– А помнишь первое впечатление от Георгия Петровича?
Н.Г.: Понимаешь, я через него вошел в группу, и во-вторых, как мне представляется, у нас просто были хорошие дружеские отношения, мы вместе за город ездили, жили сравнительно недалеко друг от друга, мне страшно нравились его родители, я приходил к ним, чай пил, они мне какие-то советы давали. И он ко мне приходил, очень нравился моей маме, и работал он в очень интересном для меня ключе.
– Судя по публикациям, вы довольно быстро стали работать вместе.
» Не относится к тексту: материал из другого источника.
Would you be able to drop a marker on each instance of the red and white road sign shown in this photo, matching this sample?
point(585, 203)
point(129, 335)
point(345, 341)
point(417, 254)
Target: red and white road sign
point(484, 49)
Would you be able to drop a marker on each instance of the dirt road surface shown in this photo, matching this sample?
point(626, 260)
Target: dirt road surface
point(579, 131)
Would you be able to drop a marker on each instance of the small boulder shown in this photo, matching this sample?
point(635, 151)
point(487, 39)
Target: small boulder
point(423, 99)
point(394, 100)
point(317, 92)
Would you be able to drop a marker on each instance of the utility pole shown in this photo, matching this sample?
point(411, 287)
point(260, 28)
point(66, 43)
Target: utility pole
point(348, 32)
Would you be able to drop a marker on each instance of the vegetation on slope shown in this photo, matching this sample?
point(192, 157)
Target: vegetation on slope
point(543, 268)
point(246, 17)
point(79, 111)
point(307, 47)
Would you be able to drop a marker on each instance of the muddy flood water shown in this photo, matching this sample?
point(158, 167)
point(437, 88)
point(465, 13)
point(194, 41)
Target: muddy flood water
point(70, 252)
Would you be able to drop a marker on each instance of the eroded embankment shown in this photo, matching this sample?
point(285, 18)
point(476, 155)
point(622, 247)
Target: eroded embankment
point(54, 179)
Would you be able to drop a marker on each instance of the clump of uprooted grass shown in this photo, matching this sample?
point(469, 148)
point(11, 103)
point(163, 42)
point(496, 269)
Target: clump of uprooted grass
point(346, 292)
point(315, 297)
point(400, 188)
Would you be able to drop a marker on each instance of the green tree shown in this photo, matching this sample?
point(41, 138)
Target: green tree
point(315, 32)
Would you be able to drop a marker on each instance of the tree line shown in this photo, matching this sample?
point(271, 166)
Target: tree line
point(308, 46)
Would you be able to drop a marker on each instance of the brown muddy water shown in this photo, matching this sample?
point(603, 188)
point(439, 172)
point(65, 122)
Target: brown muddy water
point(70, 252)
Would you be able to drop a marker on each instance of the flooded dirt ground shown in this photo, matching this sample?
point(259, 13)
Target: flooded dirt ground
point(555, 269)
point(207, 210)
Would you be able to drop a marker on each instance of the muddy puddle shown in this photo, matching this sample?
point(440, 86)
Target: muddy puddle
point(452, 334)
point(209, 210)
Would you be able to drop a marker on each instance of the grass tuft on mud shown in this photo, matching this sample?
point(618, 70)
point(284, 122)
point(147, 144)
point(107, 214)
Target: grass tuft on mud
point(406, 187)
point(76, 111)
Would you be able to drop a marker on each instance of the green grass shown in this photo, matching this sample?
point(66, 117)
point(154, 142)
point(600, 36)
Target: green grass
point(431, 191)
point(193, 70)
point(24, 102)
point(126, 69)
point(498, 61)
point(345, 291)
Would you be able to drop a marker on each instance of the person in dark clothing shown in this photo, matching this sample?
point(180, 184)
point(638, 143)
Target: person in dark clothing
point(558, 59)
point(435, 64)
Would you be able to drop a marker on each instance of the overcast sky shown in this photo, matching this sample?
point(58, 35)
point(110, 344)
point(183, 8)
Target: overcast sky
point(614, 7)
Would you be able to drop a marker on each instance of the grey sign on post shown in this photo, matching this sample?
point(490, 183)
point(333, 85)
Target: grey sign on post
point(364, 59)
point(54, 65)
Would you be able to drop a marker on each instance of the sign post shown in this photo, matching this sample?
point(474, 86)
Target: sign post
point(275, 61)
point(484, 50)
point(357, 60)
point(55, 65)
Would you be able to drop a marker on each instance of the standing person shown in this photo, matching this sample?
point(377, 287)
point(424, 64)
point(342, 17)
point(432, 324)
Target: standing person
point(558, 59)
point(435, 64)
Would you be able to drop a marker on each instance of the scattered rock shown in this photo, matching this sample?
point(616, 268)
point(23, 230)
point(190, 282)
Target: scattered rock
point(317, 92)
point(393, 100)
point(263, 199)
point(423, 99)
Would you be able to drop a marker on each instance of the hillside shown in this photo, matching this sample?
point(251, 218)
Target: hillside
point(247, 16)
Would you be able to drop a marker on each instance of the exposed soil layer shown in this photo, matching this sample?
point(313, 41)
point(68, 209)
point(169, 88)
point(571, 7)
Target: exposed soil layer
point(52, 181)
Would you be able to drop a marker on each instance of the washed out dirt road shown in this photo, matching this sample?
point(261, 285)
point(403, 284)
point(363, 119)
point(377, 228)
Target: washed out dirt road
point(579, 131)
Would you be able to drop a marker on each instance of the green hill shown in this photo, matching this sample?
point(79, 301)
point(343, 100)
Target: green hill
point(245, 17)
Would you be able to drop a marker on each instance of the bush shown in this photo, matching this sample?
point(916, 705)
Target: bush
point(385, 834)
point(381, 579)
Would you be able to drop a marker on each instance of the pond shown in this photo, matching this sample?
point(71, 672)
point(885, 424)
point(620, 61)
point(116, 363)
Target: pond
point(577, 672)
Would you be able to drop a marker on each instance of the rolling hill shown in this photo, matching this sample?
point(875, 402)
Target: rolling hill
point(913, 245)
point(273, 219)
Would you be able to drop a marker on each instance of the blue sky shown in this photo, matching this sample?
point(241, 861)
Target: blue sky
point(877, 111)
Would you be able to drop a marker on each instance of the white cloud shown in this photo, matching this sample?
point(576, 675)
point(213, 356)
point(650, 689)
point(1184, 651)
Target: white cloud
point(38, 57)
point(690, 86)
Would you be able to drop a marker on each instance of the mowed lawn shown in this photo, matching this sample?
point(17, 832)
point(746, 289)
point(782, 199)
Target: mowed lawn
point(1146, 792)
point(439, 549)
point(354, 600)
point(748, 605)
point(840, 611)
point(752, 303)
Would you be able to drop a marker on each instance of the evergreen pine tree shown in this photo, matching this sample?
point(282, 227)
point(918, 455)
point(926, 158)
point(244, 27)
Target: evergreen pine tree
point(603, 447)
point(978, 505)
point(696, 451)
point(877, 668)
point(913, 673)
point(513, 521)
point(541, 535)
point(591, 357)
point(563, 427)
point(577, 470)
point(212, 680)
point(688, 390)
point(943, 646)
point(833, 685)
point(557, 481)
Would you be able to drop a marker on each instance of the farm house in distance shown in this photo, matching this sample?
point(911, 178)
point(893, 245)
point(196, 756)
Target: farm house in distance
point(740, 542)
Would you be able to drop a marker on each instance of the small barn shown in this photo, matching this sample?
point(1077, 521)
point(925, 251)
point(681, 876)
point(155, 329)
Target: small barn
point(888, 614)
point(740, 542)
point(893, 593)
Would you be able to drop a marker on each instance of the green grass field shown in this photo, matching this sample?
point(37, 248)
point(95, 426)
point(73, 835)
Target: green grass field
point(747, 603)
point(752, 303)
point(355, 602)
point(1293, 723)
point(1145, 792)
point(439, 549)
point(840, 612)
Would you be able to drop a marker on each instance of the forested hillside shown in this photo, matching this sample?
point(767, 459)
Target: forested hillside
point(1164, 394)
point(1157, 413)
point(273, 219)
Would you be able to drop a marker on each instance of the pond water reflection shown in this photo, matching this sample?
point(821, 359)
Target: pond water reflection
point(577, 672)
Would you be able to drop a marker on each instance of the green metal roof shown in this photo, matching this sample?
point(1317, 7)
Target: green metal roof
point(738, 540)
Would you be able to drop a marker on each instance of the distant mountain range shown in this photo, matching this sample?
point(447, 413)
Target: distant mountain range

Н.Г.: Здесь тоже надо точность восстановить. Я лично эти публикации не писал, хотя обсуждал, а вот в «Педагогике и логике» – там самостоятельная статья[1]. Какие-то идейные вещи мне удалось (конечно, совместно) обозначить. Понимаешь, идея всегда рождается странно, распределенно.
– А почему четверка распалась?
Н.Г.: Об этом лучше у Георгия спросить. Но что, например, получилось с Сашей? Он ушел в логизированные формы, причем еще и формализуемые, начал эти логики обрабатывать, какой-то невероятный крен сделал – потому что мне-то представлялось, что мы во многом вышли из его диссертации, но потом он от этой ориентации – от генетически-содержательной логики – отошел.
– Откуда это утверждение?
Н.Г.: Я не могу восстановить впечатления, которые у меня тогда были. Мы отталкивались от тех, с кем шел спор, это важно понять. Как я могу сейчас восстановить, спорили с тремя оппонентами.
Одни – формальные логики типа Войшвилло. И содержательность была направлена против той формальности, против таких как бы «пустовсеобщих» форм. Предполагалось, что движение мысли имеет какие-то другие характеристики.
– Кем предполагалось?
Н.Г.: Мною, чего уж там. И отсюда возникли, у Саши, скажем, выведение, сведение, и все это понималось как захватывание содержания. В этом смысле такие силлогизмы, как «Все люди смертны, Сократ – человек, следовательно, Сократ смертен» – представлялись как не захватывающие содержания, пустые в этом смысле, абсолютно безотносительные. А у нас предполагалось, что форма хотя и общая, но захватывает содержание и творит его. Тогда я этого не знал, но сегодня сказал бы, в аристотелевском духе, – форма, которая создает содержание.
– И потому каждая форма для своего содержания…
Н.Г.: Они могут быть сколь угодно общими. Идея состояла в том, чтобы эти формы найти. Такова была первая оппозиция, и отсюда – содержательность.